Jovanovski reached California the next day, but with only a half hour to prepare for her tussle against Roberta Vinci, she lost.

83. Crazy Dani's lifetime ban

How many players outside the top 100 would fans pay to watch? Not many. But if Daniel Koellerer ended up on a court, he'd have no shortage of interested onlookers. The Austrian became famous for clashing with opponents, chair umpires and feigning injury.

Alas, tennis probably has seen the last of Koellerer, because he was suspended for life in May for attempting to fix matches. He has, however, appealed the ruling.

82. End of the Indo-Pak Express

It was good and uplifting while it lasted. But the so-called Indo-Pak Express of Rohan Bopanna and Aisam-ul-Haq-Qureshi is no longer.

Bopanna said at the World Tour Finals in London last month that he'd be teaming with Mahesh Bhupathi in 2012 in an effort to win a medal for India at the Olympics.

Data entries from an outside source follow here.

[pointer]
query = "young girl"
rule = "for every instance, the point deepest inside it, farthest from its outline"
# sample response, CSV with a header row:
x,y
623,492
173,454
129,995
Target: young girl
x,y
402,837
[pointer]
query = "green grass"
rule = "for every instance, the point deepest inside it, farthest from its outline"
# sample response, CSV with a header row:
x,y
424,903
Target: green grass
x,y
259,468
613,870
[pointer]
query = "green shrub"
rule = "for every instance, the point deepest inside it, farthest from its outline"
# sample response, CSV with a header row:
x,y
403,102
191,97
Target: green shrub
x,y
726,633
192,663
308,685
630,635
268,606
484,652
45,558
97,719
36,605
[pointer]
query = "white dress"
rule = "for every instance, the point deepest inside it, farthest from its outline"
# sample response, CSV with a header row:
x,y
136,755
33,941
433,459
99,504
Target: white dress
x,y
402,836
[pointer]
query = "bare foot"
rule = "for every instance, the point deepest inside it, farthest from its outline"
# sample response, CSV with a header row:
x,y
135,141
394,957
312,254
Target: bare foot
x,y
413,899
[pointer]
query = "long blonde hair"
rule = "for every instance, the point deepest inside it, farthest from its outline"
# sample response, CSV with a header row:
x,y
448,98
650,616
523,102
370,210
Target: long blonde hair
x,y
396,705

"I don't know why people are making such a big deal out of Mahesh and me deciding to play the full season next year," Bopanna told India's Mail Today. "I had told Aisam well in advance I was going to team up with an Indian, as I believe if one is preparing for the Olympics, it has to be the best preparation."

81. Developing Donald

The stats reveal how much progress Donald Young made in 2011. After ending 2010 with a ranking of 127th, he's now inside the top 40. His breakthrough transpired a lot later than people had expected -- but at least it came.

Young first made noise by upsetting Andy Murray in Indian Wells. He later reached his first final in Bangkok, the fourth round at the U.S. Open (losing to Murray both times) and semifinals in Washington.